I even remember promising myself to never buy ATI again in 1998. Obviously that didn't happen. :laugh: I kinda just go with the best "bang for the buck" card at the time I want to upgrade. Just so happens the 6950 with the ability to run the 6970 BIOS won this battle a few weeks ago when my GTX 260 started to seem iffy.
These latest drivers are working fine for me now (11.1a). It took a BSOD to get them installed, but the promised performance increase is there for sure. Tho something as simple as incorrect version numbers is embarrassing to say the least.
I hope the next hotfix or driver version from ATI/AMD is a homerun, they sure need it right about now.
I am good now, but really disappointed.
Driver Sweeper
The only thing I needed to do was install 11.1 (not the hotfix) and then did a repair-install of the Stream SDK (v2.3).
I have all options available on my HD5850 (MLAA/Tessellation/etc.) via CCC and have noticed an average performance increase of about 10% across the board in ALL apps & games.
Furthermore.. all fonts look great again, which were screwy in the last couple of releases (for me at least).
The version number IS incorrect though, so it'll be interesting to see how soon AMD will get their collective fingers out ;)
I did say the version number is still wrong :)
img255.imageshack.us/f/ati111driver.jpg/
MLAA/Tessellation/etc.:
img600.imageshack.us/f/ati111driver2.jpg/
HD5850 screenie:
img593.imageshack.us/img593/9047/hd5850screenie.gif
OK..images not showing, so the links instead :/
Adobe said they wanted to include Ati's Stream acceleration but it's not ready at all , proof it's not ready at all even now is the lack of any usefull application , even their own encoding application Avivo doesn't use the GPU , i tried it and the gpu isnt used at all and the end result is always very bad.
Cyberlink Esspresso is the only program that ive seen to use ATi Stream for video encoding. but when i used it with 2 4870s it really didnt make much difference at all asside from a flashing ATi logo telling i was using ATi stream. but it did use a little processesing power from my cards - just not 90-100% of it.
I think the market will continue on its current path and will be very slow to adopt STREAM over CUDA. at this stage in time its probably a lot easier and quicker to code stuff for CUDA as CUDA has been widey available for quite a few years now.

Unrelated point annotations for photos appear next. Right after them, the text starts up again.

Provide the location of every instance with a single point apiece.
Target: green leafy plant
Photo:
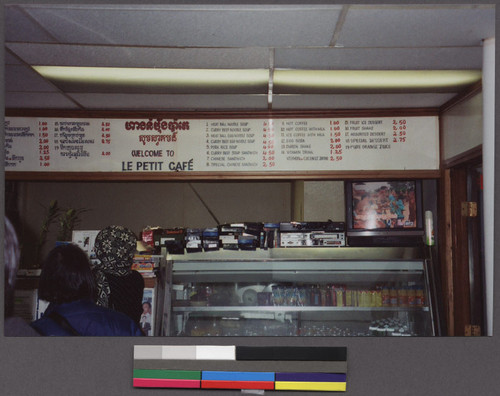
(67, 222)
(50, 216)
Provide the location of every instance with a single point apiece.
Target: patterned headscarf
(115, 247)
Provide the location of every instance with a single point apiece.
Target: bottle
(402, 296)
(429, 229)
(386, 298)
(393, 293)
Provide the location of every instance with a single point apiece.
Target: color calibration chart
(240, 367)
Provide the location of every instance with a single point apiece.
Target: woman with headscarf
(119, 287)
(67, 283)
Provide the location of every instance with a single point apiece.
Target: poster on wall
(147, 316)
(221, 145)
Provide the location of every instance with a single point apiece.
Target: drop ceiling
(237, 37)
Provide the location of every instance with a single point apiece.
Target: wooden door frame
(454, 233)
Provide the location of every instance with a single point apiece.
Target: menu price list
(222, 145)
(236, 145)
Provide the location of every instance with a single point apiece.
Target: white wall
(140, 204)
(462, 127)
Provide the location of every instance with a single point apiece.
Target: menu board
(221, 145)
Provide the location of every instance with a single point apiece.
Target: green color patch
(168, 374)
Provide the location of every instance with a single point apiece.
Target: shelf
(298, 309)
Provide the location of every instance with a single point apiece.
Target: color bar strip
(229, 365)
(292, 353)
(179, 352)
(148, 352)
(215, 352)
(237, 385)
(314, 386)
(236, 376)
(168, 374)
(165, 383)
(311, 377)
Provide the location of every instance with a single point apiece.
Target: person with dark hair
(146, 318)
(67, 283)
(13, 326)
(119, 287)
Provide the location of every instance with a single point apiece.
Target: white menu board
(221, 145)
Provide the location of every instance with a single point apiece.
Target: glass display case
(299, 292)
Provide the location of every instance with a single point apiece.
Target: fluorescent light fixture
(377, 81)
(143, 80)
(254, 81)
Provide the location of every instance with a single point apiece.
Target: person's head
(115, 247)
(66, 276)
(11, 260)
(146, 307)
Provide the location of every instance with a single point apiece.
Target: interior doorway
(463, 255)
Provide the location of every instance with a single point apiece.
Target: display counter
(299, 292)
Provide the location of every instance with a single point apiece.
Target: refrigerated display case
(300, 292)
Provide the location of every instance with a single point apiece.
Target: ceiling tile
(19, 26)
(379, 58)
(24, 79)
(418, 26)
(105, 56)
(216, 26)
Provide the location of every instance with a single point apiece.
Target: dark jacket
(87, 319)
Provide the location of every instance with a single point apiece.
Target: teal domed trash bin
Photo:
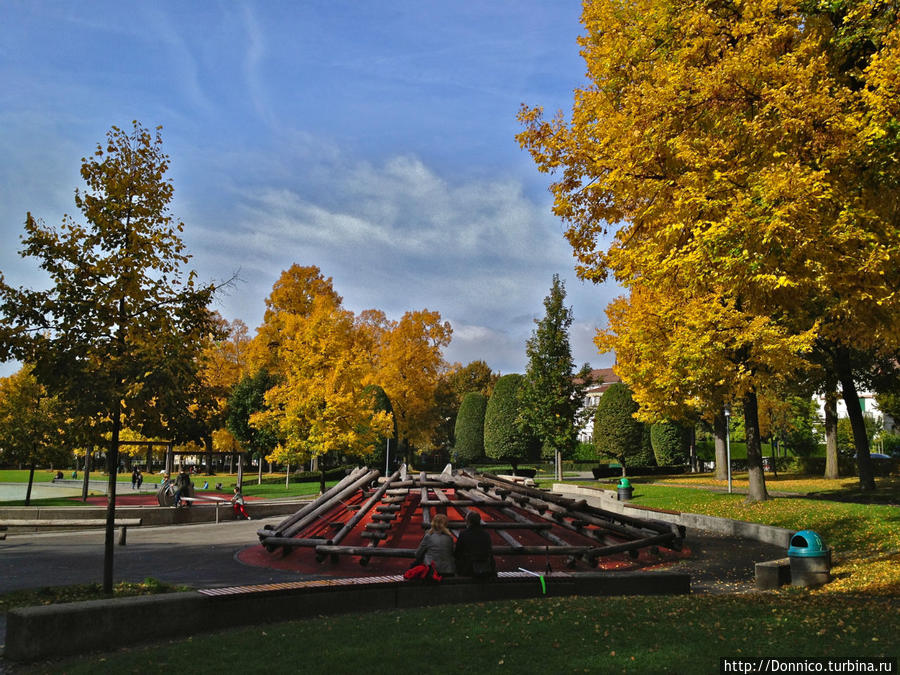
(810, 559)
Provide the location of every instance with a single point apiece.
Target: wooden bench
(121, 523)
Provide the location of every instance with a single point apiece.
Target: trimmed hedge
(470, 428)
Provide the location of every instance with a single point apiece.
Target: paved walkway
(205, 556)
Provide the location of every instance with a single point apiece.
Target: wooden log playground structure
(368, 516)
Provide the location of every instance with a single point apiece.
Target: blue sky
(372, 139)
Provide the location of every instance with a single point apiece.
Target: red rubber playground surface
(406, 531)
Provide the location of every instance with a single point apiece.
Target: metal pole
(728, 445)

I agree that ATI do need to get some hardware accelerated apps out there, but hey - they support the open standards of OpenCL and DirectCompute... but no devs want an open standard. they'd rather get a nice sponsorship from nvidia to do things in a proprietary way.
DirectCompute is stupid because it's not multi-platform, which is just as restrictive as the proprietary way.
Basically what CUDA does is add functions (which are also Stream-compatible, but slower on AMD cards) to the existing OpenCL specification. It's just like NVIDIA's OpenGL extensions. This alone makes it easier for developers to make applications that work on Intel, AMD, and NVIDIA hardware.